AZ panelinde çok sayıda örnekle mücadelenin inişli çıkışlı bu karakterinin altı çizildi. Fakat, süreçlere bir tarihçi gibi yaklaşamayacağımızı, bugün yaşanan gerilemenin kendiliğinden sona ermeyeceğini de biliyoruz. Bu yüzden önemli olan, bugün hangi mücadele dinamikleri öne çekilebilirse, otoriter eğilimlerin püskürtülebileceğini tayin etmek ve mücadele etmeye istekli tüm aktvistlerin bu politikalar etrafında harekete geçmesine yardımcı olmak, mücadelenin olanakları nı yaratmak.
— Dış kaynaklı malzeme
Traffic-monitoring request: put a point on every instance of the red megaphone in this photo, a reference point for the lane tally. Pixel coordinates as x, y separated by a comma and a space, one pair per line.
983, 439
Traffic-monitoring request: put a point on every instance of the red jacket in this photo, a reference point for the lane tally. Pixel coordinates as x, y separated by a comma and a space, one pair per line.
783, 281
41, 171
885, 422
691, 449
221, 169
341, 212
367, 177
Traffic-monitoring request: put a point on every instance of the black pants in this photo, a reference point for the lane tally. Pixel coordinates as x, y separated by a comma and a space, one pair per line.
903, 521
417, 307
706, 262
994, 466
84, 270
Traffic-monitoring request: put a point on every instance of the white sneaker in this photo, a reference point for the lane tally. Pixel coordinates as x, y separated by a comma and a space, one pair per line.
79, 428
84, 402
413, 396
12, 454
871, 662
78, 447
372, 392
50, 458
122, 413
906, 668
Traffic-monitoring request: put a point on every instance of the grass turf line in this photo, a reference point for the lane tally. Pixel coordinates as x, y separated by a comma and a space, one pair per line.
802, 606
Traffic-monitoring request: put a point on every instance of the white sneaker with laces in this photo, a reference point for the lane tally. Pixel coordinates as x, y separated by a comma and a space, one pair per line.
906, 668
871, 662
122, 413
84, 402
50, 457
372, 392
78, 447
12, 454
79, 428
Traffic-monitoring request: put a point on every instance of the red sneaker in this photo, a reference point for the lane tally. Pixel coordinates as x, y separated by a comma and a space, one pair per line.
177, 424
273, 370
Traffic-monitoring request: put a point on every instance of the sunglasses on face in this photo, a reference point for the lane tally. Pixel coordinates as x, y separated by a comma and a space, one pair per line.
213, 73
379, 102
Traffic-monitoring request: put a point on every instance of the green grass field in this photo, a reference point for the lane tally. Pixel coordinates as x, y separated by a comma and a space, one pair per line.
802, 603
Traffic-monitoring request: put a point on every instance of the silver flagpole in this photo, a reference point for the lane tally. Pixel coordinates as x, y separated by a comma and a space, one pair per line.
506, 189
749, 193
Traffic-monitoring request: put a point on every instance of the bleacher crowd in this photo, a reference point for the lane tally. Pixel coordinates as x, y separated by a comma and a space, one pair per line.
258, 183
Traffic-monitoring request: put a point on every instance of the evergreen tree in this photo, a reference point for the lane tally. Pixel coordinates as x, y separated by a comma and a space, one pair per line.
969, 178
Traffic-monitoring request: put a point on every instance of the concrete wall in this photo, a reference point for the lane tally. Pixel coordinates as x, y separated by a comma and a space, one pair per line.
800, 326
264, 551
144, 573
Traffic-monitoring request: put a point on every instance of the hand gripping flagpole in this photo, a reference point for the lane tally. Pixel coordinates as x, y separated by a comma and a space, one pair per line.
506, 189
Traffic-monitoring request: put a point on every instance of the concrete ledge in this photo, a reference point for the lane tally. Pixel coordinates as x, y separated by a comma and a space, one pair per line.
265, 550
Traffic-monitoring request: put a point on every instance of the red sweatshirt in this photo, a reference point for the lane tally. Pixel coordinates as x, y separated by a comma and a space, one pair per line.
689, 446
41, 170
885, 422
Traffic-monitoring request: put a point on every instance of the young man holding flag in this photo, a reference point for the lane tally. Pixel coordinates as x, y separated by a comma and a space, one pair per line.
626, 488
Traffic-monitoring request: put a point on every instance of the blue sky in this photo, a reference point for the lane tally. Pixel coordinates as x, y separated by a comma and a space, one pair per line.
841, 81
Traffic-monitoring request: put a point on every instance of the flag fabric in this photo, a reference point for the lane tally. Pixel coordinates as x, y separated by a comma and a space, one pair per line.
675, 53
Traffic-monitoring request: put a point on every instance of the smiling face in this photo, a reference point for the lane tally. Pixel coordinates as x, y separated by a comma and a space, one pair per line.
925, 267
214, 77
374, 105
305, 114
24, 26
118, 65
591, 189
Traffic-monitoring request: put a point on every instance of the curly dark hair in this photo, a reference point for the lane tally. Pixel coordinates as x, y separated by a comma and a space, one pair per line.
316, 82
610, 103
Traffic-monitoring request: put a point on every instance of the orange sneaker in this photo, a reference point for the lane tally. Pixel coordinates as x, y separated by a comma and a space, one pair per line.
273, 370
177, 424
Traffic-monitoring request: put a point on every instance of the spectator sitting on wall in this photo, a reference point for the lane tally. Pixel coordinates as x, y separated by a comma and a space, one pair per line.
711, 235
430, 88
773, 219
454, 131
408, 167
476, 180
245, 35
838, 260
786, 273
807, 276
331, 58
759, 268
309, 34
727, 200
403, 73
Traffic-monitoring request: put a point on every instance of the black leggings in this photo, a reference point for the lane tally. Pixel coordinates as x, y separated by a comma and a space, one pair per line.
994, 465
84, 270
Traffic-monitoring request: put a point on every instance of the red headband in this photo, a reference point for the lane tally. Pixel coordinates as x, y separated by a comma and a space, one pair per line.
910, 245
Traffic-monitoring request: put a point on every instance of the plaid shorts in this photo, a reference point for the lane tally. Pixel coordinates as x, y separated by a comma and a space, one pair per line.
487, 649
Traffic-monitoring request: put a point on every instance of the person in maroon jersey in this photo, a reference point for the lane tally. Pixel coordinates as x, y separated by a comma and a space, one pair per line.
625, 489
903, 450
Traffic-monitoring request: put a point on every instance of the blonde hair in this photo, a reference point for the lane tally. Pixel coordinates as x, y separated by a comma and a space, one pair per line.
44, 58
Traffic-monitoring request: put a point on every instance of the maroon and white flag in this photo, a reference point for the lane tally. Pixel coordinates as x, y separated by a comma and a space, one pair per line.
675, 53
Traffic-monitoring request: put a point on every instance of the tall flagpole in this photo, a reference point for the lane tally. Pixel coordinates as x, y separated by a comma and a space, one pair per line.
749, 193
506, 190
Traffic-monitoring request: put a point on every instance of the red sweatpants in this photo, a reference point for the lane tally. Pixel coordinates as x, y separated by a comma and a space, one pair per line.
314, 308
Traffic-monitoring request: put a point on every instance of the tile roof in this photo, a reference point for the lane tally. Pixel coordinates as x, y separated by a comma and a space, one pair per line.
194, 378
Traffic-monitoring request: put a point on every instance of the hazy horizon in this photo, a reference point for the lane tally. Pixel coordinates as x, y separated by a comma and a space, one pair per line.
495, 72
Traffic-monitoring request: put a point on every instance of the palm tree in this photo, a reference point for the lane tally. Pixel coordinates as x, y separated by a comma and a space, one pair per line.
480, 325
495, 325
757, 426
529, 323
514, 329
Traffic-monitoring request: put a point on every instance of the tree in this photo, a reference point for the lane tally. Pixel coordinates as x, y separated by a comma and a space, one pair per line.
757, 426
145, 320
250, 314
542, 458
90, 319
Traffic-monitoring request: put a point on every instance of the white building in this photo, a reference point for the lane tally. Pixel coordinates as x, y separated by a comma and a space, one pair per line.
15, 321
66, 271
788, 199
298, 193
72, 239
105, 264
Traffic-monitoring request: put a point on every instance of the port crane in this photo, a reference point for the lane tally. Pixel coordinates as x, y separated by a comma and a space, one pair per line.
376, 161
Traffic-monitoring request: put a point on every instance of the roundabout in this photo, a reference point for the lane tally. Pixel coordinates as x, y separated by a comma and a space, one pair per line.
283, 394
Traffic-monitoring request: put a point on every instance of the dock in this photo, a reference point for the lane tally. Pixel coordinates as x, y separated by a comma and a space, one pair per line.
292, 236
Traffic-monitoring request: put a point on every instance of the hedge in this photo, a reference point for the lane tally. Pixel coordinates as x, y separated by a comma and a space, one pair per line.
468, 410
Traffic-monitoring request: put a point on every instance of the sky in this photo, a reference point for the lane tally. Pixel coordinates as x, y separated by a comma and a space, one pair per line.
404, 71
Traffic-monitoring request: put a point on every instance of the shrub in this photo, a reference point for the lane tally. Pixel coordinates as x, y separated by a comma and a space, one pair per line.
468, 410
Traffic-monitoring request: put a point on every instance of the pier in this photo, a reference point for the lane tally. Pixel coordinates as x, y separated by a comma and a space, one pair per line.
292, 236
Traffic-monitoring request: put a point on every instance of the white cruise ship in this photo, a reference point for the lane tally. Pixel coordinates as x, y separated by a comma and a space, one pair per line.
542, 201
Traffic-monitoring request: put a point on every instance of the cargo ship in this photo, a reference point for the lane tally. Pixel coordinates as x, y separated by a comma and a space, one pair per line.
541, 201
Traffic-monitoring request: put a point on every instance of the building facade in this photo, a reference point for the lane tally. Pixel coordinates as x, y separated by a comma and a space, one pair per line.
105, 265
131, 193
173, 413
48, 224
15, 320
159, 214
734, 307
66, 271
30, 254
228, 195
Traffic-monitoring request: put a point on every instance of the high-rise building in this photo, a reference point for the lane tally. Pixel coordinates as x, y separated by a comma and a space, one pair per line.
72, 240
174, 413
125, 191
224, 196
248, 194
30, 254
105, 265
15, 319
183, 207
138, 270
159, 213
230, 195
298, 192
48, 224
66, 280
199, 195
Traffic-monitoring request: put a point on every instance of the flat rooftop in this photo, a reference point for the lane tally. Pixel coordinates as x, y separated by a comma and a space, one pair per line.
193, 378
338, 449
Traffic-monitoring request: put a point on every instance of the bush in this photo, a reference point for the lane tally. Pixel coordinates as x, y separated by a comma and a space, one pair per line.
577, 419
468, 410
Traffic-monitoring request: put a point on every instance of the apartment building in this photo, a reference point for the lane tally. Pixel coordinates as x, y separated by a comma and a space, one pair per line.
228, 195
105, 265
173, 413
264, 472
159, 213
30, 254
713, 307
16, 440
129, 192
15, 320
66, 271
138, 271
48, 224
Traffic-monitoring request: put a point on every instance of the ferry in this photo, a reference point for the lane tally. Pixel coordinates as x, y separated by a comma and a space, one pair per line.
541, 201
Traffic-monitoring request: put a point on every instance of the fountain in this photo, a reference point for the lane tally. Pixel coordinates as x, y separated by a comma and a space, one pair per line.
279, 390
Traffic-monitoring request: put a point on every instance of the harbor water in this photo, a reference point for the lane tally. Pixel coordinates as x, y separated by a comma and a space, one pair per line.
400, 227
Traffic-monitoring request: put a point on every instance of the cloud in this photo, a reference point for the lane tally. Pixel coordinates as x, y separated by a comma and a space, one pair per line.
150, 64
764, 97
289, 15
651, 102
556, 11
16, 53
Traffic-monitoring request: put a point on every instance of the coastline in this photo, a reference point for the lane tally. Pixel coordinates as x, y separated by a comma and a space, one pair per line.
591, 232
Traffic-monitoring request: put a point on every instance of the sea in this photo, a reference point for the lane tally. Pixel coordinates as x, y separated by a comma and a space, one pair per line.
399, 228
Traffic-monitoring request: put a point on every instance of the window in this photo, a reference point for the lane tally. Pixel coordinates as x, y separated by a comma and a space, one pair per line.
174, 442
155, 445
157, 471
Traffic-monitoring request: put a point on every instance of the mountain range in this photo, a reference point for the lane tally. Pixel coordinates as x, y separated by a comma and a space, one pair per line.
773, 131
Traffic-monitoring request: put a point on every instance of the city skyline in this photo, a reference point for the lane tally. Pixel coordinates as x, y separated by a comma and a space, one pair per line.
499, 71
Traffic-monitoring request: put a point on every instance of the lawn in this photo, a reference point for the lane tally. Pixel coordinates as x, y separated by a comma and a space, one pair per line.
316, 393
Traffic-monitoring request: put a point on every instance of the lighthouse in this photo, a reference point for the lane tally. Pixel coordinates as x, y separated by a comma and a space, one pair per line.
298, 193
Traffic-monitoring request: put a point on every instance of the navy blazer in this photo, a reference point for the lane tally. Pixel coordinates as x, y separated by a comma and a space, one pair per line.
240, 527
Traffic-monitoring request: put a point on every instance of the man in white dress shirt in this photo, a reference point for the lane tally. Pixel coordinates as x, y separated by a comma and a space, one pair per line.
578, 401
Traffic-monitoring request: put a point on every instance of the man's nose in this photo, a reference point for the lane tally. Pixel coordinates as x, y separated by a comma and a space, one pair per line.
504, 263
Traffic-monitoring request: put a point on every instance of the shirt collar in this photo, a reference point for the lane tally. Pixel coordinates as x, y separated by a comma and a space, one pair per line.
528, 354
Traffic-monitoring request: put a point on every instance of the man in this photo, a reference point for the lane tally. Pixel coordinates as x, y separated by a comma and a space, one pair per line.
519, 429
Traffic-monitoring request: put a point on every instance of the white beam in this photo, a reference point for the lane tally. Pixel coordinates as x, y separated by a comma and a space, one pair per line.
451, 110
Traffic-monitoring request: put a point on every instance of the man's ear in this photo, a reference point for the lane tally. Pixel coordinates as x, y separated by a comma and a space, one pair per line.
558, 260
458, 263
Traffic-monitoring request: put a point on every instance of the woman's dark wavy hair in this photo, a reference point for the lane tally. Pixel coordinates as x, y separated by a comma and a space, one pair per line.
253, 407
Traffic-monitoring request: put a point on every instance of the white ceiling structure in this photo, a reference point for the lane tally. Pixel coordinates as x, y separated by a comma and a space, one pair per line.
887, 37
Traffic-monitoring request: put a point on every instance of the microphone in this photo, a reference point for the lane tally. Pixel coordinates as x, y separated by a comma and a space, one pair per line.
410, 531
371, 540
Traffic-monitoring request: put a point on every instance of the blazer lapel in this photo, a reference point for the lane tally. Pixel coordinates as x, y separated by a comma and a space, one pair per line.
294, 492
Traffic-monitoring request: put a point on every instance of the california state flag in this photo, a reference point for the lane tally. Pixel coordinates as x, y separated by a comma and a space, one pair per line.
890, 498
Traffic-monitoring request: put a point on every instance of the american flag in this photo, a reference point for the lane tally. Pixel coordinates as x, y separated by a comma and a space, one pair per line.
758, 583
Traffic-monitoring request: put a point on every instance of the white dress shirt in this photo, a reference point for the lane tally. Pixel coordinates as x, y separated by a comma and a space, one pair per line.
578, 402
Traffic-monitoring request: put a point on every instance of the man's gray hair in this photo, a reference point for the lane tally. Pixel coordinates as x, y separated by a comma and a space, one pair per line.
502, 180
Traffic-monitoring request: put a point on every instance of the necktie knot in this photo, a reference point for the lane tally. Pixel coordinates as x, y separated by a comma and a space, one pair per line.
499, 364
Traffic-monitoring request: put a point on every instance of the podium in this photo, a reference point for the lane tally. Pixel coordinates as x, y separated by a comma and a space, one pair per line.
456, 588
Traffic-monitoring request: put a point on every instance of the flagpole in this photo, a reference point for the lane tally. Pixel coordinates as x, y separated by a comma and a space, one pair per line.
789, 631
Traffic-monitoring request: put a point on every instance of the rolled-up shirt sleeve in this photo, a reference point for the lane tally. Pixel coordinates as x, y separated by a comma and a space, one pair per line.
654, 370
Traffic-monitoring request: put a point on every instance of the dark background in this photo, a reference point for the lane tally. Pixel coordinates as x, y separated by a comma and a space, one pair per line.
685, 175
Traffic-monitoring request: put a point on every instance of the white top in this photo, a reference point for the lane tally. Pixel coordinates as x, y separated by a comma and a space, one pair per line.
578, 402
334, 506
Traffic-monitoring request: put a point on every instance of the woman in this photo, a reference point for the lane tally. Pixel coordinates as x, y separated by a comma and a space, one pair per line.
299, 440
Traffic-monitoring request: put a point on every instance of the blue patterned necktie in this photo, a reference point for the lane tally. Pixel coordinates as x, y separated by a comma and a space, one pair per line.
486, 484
Bu açıdan AZ toplantısında hem savaşın hem de anti demokratik eğilimlerin kapitalizmin kopmaz bir parçası olduğunun birçok konuşmacı tarafından tespit edilmesi, devletlerin baskı mekanizması olarak rolü ve bu rolün demokratik mekanizmaların garantisi olacak kitle hareketleri tarafından denetlenmesi ve giderek geriletilmesi yönündeki tartışmalar, tutulacak politik halkanın hangisi olduğunu da gösteriyor.
Bir araya gelmesi tehlikeli görülen, amiyane tabirle farklı mahallelerin aktivistlerinin kapitalizme karşı birlikte barış ve demokrasi mücadelesi. Bu mücadele sadece kitleselleşme şansına sahip olduğu için değil doğru politikalar etrafında sahici saflaşmalara yardımcı olacağı için de önemli.